Juan Bausá estaba cada vez más impresionado por lo que sucedía: por los disparos, la persecución, la visita de la policía, y ahora por el hombre herido en el centro de aquel misterio. Se acordó de los lamentos que había oído poco antes.

—¿Te acuerdas, Mari Juana?… Debía de ser él. ¿Quién será? ¿Dónde estará? —Juan Bausá sentíase lleno de piedad por el desconocido, con deseos de prestarle ayuda. Acaso estaría desangrándose en algún rincón, en la buhardilla, o en el terrado, sin auxilio alguno. Juan Bausá no podía dormir.

—¿Y si fuéramos a mirar, Mari Juana? Tal vez esté escondido por ahí; quizá podamos ayudarlo.

Ella le miró. Una lucha dolorosa se había entablado en su interior, y esta lucha se reflejaba en su rostro. Prefería no creer en aquella posibilidad.

—Se habrán engañado. La puerta estaba cerrada. ¿Cómo es posible que se haya refugiado aquí?

—Podría haberlo hecho al entrar alguno de los vecinos. Muchas veces la puerta queda abierta.

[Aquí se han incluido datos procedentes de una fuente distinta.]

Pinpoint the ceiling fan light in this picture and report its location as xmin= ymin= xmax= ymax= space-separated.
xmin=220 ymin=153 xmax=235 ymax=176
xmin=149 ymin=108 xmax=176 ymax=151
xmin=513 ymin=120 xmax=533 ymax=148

En el piso de arriba se oían ahora los pasos de los policías, resonando con fuerza en el pavimento. Estaban registrando el piso; no cabía duda. Acaso estuviera allí. A Juan Bausá el corazón le palpitaba con fuerza; ahora deseaba ardientemente que no lo descubrieran.

Volvieron a salir; en la puerta se escucharon voces, pero no se entendía lo que hablaban. Sin embargo, parecía seguro que el registro no había dado resultado. Los pasos descendieron la escalera, alejándose. Abajo, el vigilante cerró la puerta. Se hizo el silencio.

Callaban, intentando dormir, pero en vano; los dos pensaban en el hombre herido. Transcurrió un rato, y de pronto, oyeron un ruido en la escalera, que les llenó de sobresalto. Él se incorporó a medias en la cama:

—¿Has oído, Mari Juana?

—Sí.

Prestaron atención, escuchando. A él le pareció que percibía claramente algo así como un gemido, y el ruido de un cuerpo que se arrastrase por la escalera. El ruido se iba acercando muy lentamente. No cabía duda de que alguien, que estaba en la escalera, se acercaba a la puerta del piso.

—Debe de ser él.

Mari Juana calló. Acostada en la cama le sentía temblar; también ella temblaba; apenas osaban respirar. Escucharon de nuevo. El ruido había cesado. Pero en seguida oyeron unos golpes tenues en la puerta.